WAKIL Menteri Dalam Negeri (Wamendagri) Bima Arya Sugiarto mendorong Pemerintah Kota Solo untuk mengkaji secara mendalam rencana penerapan Work From Anywhere (WFA) atau Work From Home (WFH) bagi aparatur sipil negara (ASN). Kebijakan WFA tersebut muncul sebagai respons atas pemangkasan dana transfer ke daerah (TKD) dari APBN 2026 yang mencapai Rp 218 miliar.
"Wali Kota Solo disarankan untuk mengkaji secara menyeluruh, memastikan kebijakan ini benar-benar efisien tanpa mengganggu pelayanan publik," ujar Bima saat kunjungan kerja di Balai Kota Solo, Jawa Tengah, Selasa, 21 Oktober 2025.
Scroll ke bawah untuk melanjutkan membaca
Bima menegaskan, langkah efisiensi anggaran dengan menerapkan WFA tetap harus mempertimbangkan aspek produktivitas ASN. Ia menilai, pemerintah kota Solo perlu menetapkan indikator kinerja utama atau key performance indicator (KPI) agar hasil kerja ASN tetap terukur meskipun dilakukan di luar kantor.

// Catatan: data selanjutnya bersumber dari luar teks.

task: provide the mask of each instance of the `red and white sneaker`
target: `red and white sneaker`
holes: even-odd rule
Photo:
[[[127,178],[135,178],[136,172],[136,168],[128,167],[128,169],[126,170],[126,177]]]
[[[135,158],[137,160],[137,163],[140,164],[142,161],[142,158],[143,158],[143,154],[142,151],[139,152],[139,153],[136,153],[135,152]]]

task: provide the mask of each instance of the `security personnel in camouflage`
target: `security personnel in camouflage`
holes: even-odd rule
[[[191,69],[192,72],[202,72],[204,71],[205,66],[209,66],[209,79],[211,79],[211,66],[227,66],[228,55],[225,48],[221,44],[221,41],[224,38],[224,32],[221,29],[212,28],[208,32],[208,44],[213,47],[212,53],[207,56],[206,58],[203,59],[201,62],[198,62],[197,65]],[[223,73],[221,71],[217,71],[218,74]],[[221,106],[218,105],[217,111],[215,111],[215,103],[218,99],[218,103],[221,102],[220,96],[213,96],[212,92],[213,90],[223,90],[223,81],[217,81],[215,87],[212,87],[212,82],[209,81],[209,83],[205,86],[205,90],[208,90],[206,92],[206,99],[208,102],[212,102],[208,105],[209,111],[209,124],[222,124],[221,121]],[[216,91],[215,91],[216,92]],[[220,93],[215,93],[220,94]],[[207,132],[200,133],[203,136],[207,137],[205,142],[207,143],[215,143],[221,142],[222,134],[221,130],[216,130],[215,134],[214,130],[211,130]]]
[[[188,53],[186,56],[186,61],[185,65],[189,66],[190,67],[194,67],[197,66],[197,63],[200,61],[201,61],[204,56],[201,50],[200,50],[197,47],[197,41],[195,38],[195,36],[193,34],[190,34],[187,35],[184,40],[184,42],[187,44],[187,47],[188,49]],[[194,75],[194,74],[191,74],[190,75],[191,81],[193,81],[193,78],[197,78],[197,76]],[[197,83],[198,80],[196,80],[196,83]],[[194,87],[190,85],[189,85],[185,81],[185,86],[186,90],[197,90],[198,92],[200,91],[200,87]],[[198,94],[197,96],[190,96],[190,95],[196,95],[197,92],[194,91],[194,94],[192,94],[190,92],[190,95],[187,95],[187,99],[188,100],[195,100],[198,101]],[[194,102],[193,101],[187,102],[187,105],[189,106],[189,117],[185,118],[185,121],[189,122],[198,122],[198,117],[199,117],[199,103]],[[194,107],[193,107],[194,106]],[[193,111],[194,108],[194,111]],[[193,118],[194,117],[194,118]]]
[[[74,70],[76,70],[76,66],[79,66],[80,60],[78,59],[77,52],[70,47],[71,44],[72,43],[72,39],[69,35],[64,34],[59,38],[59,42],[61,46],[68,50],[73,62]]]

"Wali Kota nanti yang menentukan KPI-nya. Jadi, walaupun bekerja dari mana saja, ASN harus punya output yang jelas dan bisa dipertanggungjawabkan. Pengawasannya tetap dilakukan secara berjenjang oleh atasan langsung," tutur dia.
Bima juga memastikan kebijakan WFA tidak akan memengaruhi hak keuangan ASN. “Tidak ada pengurangan tunjangan. Ini hanya soal pengaturan pola dan jam kerja,” katanya.
Wali Kota Solo Respati Ardi mengungkapkan, WFA menjadi strategi efisiensi di tengah penyesuaian anggaran daerah. Kebijakan ini diterapkan hanya bagi ASN yang tidak bersentuhan langsung dengan pelayanan masyarakat.
Menurut Respati, WFA berpotensi menekan belanja operasional hingga 31 persen di setiap Organisasi Perangkat Daerah (OPD). “Kami targetkan efisiensi minimal 31 persen dari setiap OPD. WFA ini khusus untuk ASN yang bekerja administratif, bukan untuk pelayanan publik,” kata Respati pada Senin, 20 Oktober 2025.
Kebijakan tersebut kini tengah dalam tahap kajian teknis sebelum resmi diterapkan di lingkungan Pemerintah Kota Solo. Respati memastikan kebijakan itu hanya akan berlaku bagi pegawai yang tidak bersinggungan langsung dengan layanan publik, seperti staf administrasi atau kesekretariatan.
"Kami akan coba terapkan WFH seminggu sekali untuk pegawai yang tidak berhubungan langsung dengan masyarakat. Tujuannya untuk efisiensi—baik dari sisi konsumsi, listrik, maupun transportasi. Targetnya bisa hemat sekitar 30 persen,” ungkap dia.
Respati mengatakan, penghematan akan dilakukan secara menyeluruh di lingkungan Pemerintah Kota Solo. Mulai dari pengurangan konsumsi rapat, misalnya yang biasanya tiga kali menjadi satu kali, hingga penerapan gaya hidup hemat di kantor, seperti membawa tumbler pribadi dan mengurangi penggunaan listrik berlebih.
“Mulai hidup hemat, frugal living di Pemkot Solo. Air mineral bawa tumbler, makanan rapat cukup sekali, dan kalau bisa rapat daring, ya, rapat daring,” katanya.
Respati menegaskan layanan publik tetap menjadi prioritas utama. Karena itu, kebijakan WFH tidak akan diterapkan bagi pegawai di sektor pelayanan masyarakat, seperti puskesmas, Satuan Polisi Pamong Praja (Satpol PP) dan tenaga pendidikan. "Yang berhubungan dengan masyarakat tidak boleh WFH. Tapi untuk bidang yang memungkinkan, seperti sekretariat dan rapat koordinasi, bisa digilir. Prinsipnya efisiensi tanpa mengorbankan pelayanan,” kata Respati.